Wednesday, February 13, 2013

Exhausted

His sword was heavy, feeling twice its normal weight as gravity fought to pull it from his tired hands.  The muscles in his shoulders and legs ached and burned, his back screaming in pain while his head continued to ring like a bell from the last three strikes to his helmet.

A sea of bodies stretched as far as he could see, lying quiet in some places while in others still swelling slightly with the final breaths of the dying.  The air felt thick and the metallic scent of blood coated his mouth, overpowering the fragrance of damp earth, which was typically found across the countryside.

His brown eyes scanned the vast battlefield, verifying that all his opponents had been defeated while at the same time taking in the number of his own men he lost in the process.  The number was staggering.

Since he was old enough to hold a sword he’d been trained to be a warrior; sword and shield and staff and bow, these were the tools of his craft and he had become a master, an artist of death.  His body bore the scars where his enemy had exploited a weakness or pressed an advantage, and yet he still always emerged the victor, his bloody face the last thing the dying men saw before shrugging off their mortal coil.

And here he stood again, the triumphant battle master, and yet now he had no desire to hold his bloodied sword aloft and cry out in victory.  He took no pride in the fact that he had survived and won, that the Duke he served would again shower him with money and gifts; he just didn't see the value of it anymore.

Raising his eyes he looked past the expanse of bodies, up to the horizon and the fringe of trees that seemed to beckon him like a siren beckoned sailors, but in their silhouette he didn't see his demise but rather his rebirth.  A thought of a life of violence and endless warmongering felt like iron armor, heavy and oppressive and smothering and suddenly he couldn't breathe.

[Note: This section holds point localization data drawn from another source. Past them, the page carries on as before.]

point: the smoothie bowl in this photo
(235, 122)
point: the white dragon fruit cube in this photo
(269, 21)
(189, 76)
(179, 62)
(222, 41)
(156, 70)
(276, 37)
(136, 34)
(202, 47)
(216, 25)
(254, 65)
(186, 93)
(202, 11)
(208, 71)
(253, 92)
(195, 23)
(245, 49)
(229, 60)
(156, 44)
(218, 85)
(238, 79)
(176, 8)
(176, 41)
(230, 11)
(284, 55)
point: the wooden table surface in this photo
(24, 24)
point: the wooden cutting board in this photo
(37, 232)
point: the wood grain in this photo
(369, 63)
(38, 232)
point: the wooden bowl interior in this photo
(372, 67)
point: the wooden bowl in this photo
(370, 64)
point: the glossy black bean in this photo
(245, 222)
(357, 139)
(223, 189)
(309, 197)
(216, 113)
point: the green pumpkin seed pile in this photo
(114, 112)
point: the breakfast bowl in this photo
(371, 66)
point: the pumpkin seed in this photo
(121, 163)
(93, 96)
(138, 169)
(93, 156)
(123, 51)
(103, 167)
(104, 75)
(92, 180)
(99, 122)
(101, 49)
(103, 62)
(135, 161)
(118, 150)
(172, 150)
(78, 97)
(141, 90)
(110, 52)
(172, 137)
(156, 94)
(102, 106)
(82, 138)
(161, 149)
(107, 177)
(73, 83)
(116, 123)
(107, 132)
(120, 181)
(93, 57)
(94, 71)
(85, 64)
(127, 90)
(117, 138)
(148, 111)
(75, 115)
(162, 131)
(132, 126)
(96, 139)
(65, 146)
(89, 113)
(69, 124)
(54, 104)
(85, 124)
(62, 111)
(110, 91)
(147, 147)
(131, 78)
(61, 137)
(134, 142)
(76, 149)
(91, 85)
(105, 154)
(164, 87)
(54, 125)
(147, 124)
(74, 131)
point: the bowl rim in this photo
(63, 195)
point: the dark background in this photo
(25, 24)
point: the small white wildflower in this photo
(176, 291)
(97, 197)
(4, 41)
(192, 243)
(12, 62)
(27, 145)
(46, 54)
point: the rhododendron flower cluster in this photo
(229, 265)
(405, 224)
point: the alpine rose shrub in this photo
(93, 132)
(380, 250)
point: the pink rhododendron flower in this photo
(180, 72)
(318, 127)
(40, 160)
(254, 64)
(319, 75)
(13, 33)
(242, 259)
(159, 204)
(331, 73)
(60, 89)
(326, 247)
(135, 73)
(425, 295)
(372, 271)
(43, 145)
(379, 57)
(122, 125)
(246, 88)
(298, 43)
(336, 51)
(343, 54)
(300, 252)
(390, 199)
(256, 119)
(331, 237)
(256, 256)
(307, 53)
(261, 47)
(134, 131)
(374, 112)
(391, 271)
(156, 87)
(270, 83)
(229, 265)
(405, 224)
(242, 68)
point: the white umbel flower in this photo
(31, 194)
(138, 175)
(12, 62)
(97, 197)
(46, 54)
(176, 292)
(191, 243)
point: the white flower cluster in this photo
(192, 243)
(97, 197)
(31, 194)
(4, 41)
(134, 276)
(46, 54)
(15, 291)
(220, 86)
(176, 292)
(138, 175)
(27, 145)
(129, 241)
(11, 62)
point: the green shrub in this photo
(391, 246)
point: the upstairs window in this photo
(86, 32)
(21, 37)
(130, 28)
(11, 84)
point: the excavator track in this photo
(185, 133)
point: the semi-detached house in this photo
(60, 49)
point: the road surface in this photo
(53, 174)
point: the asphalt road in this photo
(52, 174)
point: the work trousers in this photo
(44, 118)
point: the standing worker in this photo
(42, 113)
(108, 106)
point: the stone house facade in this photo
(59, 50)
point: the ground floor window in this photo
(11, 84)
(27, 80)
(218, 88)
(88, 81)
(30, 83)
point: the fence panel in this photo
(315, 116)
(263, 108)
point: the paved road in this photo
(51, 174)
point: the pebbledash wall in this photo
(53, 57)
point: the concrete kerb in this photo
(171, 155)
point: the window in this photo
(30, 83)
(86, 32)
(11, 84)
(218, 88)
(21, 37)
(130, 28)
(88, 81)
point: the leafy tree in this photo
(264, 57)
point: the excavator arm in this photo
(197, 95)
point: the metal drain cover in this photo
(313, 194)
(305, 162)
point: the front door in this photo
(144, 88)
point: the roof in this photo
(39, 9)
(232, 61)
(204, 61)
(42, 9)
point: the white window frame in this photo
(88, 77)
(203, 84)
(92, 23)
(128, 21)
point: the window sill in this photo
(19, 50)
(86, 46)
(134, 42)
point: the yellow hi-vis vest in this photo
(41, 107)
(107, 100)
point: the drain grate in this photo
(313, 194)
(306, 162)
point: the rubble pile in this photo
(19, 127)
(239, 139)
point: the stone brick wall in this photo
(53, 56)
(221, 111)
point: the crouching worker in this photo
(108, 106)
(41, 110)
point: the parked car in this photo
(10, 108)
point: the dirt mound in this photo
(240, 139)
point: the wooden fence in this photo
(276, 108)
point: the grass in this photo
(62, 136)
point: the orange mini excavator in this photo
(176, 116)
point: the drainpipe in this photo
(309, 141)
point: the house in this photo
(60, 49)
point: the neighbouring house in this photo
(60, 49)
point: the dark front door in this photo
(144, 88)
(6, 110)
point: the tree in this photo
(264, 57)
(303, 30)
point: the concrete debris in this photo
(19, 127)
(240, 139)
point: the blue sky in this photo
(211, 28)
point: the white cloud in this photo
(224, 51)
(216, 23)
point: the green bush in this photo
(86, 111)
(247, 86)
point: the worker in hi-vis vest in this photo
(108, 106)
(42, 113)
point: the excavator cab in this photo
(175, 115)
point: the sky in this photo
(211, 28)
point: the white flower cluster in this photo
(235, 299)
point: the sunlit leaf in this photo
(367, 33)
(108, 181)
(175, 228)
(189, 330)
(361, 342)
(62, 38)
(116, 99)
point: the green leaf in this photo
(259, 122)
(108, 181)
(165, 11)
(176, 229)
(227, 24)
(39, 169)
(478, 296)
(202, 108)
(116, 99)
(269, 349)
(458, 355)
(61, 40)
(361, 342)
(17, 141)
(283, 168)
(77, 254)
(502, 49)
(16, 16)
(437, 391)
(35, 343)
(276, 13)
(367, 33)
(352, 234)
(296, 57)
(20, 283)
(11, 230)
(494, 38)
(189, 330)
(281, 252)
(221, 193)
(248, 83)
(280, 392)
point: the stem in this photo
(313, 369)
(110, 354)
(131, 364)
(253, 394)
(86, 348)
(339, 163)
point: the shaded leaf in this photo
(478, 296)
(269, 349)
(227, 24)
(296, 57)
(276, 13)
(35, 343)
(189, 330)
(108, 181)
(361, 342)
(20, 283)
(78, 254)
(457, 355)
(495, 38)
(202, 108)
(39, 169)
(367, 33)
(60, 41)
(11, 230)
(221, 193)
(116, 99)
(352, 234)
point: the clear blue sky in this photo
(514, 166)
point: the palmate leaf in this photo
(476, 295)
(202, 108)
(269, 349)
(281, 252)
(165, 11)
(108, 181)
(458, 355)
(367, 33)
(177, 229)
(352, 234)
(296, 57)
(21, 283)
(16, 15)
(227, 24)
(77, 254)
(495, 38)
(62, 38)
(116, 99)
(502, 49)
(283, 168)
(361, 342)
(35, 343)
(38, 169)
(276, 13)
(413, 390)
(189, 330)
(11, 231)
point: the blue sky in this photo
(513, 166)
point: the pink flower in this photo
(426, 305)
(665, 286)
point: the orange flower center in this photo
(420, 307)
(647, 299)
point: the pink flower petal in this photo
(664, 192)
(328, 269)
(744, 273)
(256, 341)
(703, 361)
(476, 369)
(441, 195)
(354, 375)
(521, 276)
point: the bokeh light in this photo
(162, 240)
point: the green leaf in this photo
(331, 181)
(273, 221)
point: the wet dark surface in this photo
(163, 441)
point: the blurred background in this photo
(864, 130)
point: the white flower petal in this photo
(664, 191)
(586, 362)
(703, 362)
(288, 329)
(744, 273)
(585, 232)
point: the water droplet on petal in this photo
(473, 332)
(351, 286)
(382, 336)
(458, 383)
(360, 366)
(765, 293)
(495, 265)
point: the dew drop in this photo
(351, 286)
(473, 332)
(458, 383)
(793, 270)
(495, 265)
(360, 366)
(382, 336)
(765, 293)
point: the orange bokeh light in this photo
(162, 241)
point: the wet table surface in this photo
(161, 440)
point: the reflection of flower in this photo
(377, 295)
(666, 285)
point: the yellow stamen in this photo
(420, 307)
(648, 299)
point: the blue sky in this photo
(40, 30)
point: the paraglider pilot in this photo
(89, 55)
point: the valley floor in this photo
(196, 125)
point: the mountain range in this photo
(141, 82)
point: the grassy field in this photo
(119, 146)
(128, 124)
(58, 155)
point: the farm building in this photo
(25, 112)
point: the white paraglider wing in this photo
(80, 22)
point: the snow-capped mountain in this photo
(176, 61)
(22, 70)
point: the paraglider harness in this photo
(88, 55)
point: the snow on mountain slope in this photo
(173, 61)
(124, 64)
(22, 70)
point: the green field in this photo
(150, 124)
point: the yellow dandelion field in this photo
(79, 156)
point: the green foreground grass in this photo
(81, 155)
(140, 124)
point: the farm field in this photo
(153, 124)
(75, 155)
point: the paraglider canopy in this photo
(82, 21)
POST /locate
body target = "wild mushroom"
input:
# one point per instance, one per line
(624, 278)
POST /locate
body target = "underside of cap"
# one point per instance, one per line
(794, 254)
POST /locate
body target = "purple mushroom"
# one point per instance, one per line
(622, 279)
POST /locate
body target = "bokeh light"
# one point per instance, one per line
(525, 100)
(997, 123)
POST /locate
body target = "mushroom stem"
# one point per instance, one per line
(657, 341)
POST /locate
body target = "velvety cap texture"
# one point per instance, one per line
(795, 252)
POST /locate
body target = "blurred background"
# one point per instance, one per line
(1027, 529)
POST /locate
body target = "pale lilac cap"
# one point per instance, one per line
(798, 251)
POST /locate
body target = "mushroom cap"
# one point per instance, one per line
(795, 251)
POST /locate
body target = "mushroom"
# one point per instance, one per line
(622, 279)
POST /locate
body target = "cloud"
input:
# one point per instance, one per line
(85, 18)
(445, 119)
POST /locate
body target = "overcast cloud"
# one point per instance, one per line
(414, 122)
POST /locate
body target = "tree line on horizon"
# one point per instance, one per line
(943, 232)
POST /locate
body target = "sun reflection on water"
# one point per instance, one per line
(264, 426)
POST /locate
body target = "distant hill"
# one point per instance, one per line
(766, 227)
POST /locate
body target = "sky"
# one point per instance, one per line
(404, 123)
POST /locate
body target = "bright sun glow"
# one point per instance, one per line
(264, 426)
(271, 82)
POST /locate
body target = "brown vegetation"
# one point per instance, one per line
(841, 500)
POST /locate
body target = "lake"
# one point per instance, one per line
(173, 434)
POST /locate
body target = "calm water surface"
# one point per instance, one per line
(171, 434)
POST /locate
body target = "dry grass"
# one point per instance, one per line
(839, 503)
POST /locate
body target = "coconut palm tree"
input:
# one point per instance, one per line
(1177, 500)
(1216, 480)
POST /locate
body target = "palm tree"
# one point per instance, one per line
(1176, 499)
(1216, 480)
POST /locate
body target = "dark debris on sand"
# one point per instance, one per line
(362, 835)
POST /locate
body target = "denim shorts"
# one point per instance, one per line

Reaching up with one blood caked hand he frantically pulled his helmet off, dropping the elaborately crafted metal into the mud and gasping for air, filling his lungs to capacity in spite of the metallic taste.  Taking one shaky step forward he let his sword fall to the ground, fumbled with the leather straps that held his chest and back plates in place until they too fell.  Piece by piece he stripped his armor away as he staggered, half ran, half stumbled and occasionally crawled over the dead and dying toward the distant tree line.

As his last greave clattered to the ground he collapsed to his knees at the base of a huge pine tree, his bloodied hands clinging to it as he might to a long lost lover, his cheek pressed to the rough bark and he expelled a shaky breath.  Pushing himself to his feet he moved deeper into the forest’s embrace, exhausted but finally truly alive.